In 2004 I was working on several commercial productions. One of the people I was working with had some experience in screenwriting. He had a script optioned and the film was given a green light. Unfortunately, as things sometimes go in Hollywood, the film was shut down before principal photography began. It had been several years and he was looking at producing the film himself. We had become production partners and began to talk about production projects he had started. I spent a good deal of time retooling some of his older work and we collaborated on several new projects.
What I had not realized at the time was that I was developing the skills of a producer/screenwriter. The work we were doing was preproduction script development. After a while he suggested that I come up with a concept and begin writing the screenplay on my own, which I did. I started with a basic story, then started writing it in screenplay format with dialog. Not the best idea, at least for me.
When I am producing, I can move and think very quickly. My thought process is able to encompass the entire production. Everything is physical and relative, there are reference points and connecting processes. When I am writing, things happen a bit differently. The writing process in more difficult for me, it is all vapor. When I first began writing I was stuck for long periods of time because I needed a connection between each scene. I had to write in chronological order. Recently I have been developing the ability to maintain relative continuity while writing scenes out of chronological order as they come to me. I have been trying different exercises and new techniques to improve my skill and speed in screenwriting.

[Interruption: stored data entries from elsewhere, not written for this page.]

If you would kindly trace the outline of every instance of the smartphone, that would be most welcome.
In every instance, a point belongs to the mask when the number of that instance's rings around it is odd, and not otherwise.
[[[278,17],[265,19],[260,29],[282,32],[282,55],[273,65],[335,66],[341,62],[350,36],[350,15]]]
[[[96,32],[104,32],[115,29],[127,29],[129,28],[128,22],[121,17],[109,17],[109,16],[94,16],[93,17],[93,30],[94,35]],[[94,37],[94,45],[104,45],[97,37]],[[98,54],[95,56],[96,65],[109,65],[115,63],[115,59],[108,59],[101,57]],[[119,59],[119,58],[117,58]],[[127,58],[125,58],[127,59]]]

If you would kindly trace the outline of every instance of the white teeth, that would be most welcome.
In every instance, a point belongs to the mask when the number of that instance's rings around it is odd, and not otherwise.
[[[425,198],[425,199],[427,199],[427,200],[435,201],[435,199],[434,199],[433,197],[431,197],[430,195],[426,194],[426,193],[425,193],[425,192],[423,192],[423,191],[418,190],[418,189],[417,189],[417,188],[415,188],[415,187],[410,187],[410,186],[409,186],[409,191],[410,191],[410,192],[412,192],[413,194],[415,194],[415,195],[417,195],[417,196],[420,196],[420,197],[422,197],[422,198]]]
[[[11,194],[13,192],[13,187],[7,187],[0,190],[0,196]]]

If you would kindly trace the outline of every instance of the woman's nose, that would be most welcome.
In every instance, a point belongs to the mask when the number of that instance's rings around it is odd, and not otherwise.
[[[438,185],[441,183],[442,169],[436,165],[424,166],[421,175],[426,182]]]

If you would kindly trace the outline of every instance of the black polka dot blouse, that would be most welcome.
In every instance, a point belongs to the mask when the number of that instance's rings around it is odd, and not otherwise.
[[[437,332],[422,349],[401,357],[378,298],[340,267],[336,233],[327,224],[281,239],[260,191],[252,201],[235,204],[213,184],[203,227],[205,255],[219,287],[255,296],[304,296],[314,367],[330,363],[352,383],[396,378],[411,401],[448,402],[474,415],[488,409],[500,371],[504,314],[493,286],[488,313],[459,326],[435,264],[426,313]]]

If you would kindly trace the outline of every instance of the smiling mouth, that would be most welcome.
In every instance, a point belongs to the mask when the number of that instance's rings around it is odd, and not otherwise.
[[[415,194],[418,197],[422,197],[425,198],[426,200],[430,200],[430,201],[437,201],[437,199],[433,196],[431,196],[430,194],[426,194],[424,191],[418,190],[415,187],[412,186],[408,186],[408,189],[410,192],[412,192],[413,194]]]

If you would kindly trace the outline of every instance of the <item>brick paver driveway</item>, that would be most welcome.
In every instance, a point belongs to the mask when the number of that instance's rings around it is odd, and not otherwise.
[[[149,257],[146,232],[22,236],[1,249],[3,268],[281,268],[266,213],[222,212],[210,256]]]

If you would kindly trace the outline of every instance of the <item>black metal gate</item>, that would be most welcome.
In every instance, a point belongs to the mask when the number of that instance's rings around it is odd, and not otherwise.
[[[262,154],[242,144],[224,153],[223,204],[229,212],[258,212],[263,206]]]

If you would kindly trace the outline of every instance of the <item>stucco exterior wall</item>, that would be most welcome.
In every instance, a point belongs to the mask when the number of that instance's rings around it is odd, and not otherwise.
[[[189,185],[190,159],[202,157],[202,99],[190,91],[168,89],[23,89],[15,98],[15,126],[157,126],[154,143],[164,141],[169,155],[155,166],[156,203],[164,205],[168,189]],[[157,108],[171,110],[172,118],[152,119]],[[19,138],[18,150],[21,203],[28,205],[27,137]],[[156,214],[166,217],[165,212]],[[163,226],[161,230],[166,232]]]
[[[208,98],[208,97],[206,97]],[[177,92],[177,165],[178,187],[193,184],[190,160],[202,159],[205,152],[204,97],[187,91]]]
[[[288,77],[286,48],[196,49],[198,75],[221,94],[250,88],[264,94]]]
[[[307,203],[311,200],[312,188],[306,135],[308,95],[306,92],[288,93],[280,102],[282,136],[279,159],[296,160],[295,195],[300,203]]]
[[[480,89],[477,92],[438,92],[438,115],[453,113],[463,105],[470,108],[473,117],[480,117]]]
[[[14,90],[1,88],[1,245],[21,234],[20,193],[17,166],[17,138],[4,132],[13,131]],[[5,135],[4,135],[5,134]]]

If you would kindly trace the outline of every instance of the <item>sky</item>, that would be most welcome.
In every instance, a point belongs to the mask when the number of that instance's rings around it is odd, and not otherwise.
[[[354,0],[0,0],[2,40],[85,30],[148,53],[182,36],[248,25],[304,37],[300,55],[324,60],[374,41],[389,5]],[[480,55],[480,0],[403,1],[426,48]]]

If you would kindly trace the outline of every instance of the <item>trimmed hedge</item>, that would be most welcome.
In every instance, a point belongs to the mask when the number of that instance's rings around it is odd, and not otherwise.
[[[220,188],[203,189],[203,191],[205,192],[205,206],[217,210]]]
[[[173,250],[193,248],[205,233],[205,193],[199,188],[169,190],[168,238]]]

As I mentioned, I had developed a basic story and began writing the screenplay back in 2004 the working title of which is Sky Blue. After building the basics, my writing/producing partner and I started to co-develop the script. I didn’t like the new direction the project had taken. All of the things I loved about the story had disappeared. It was clear that we had very different visions of the story. At the time I was new to screenwriting and filmmaking, so I differed to him on many of the creative choices. Now its five years later, a LOT of water has passed under the bridge, and I am a different person. A much stronger writer, and a much more confident producer.

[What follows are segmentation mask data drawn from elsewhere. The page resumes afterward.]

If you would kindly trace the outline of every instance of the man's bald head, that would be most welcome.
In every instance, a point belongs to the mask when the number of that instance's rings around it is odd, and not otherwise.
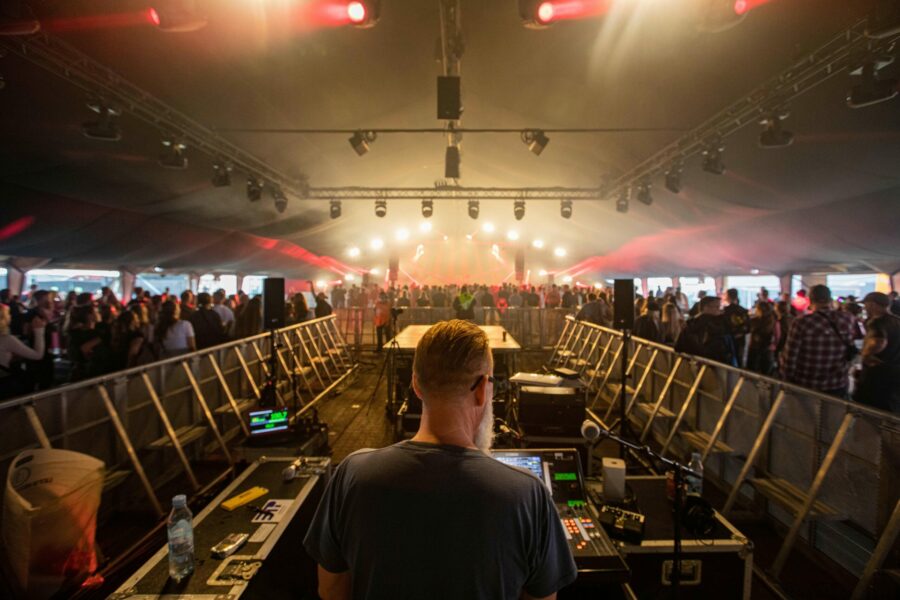
[[[492,370],[487,335],[469,321],[441,321],[416,346],[413,373],[426,402],[460,398],[471,391],[479,375]]]

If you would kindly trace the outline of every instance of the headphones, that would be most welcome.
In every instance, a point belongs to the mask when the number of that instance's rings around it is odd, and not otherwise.
[[[681,511],[681,524],[697,537],[709,537],[716,529],[716,511],[700,496],[688,496]]]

I recently read a book by Lawrence Turman called “So you want to be a Producer.” He produced “The Graduate,” among many other films. In truth, I have read Larry’s book several times so that probably should read as ‘I recently re-read…’. In the book, Larry’s biggest point to aspiring producers is be true to yourself. As he put it “taste is everything,” referring to your intuition and good taste, and he was so right.

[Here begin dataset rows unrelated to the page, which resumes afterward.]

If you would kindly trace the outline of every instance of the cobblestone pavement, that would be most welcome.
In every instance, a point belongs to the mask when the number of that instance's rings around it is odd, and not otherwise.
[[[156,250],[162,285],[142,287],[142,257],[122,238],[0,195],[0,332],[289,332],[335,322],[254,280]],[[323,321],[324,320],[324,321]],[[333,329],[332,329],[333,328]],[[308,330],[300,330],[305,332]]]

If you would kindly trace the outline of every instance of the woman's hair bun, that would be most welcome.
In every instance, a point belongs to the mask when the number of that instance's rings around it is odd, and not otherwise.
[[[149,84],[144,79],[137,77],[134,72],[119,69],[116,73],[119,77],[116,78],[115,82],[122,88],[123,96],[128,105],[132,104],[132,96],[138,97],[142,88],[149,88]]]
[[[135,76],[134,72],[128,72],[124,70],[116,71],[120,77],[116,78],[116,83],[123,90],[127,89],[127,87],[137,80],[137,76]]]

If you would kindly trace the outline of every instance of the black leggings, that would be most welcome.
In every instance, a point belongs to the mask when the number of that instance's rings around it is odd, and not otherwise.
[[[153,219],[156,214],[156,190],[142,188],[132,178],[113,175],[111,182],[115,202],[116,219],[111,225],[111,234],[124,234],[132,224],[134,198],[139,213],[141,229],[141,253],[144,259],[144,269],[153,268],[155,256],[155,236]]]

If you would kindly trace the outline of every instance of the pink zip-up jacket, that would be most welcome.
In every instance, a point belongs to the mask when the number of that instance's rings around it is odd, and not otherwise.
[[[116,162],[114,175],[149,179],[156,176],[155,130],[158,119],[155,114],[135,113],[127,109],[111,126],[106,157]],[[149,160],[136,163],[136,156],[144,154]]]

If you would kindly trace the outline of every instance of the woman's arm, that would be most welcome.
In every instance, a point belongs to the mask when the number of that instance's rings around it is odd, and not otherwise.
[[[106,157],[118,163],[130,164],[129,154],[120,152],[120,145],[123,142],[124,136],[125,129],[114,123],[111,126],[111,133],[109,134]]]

I had shelved the script for over a year. I was just unable to look it in the face. It depressed me to see what my idea had become. I chucked it, obliterated it. Paper copies I had were shredded, the digital copies were deleted, and I went back to my original concept. Sky Blue is back on my screenwriters workbench. I started writing it again at the beginning of the week, I have fourteen pages completed, but more importantly, I have a beginning a middle and now an end. The ending had alluded me for so long. There are a few rough spots and some holes, but that’s fine this is a second go at a first draft right? The story is much more complete and I know where things are going, now all I have to do is get them there believably, interestingly, and lovingly. I like this script again. No, I love this script again.
I will be posting more about Sky Blue as things progress. I am excited again, now I can finish the script, do my 3X5 cards, storyboard, all of the preproduction development is beginning to take shape once again in my mind.